When asked who are some of the greatest poets, one might get responses such as Robert Frost, Emily Dickinson or Maya Angelou, and each of these poets are worthy of being considered great. Frost’s “The Road Less Travelled,” Dickinson’s “Success is Counted Sweetest” and Angelou’s “Phenomenal Woman” are a few of the most celebrated poems of the last two centuries; however, some of the most defining poets and poems date back much further. They are contained in a book written over 2,000 years ago: the Bible. Whether reading Proverbs, Psalms, or Song of Songs, the Bible is a poetic masterpiece that has endured various forms and movements in poetry.
In this episode of Poetry Unchained, Shaneen Harris is joined with Pastor Ndubuisi Nwade of Akron Bethel Seventh Day Adventist Church in Akron. They discuss biblical text and poetic forms commonly found in the Bible such as parallelism. Parallelism was commonly used in the Old Testament by Hebrew writers who wanted to have ideas reinforced. They used various techniques such as repeating a concept twice, contrasting one thought with another, or simile and metaphor to convey to the listener the importance of what was being taught.
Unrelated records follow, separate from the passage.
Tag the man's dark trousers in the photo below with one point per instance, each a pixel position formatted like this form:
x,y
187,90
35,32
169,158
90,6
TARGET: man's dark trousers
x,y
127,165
Pastor Nwade highlights some of the biblical verses that use parallelism and then skillfully transforms the verse into a biblical sermon. His passion and dynamic use of rhythm and inflection, as he eloquently shares biblical poetry, resonates within the inner parts of his listener. He reminds us that poetry in the Bible wasn’t meant to appeal to a particular time period, rather the timeless poetic rhythm that exists within each of us.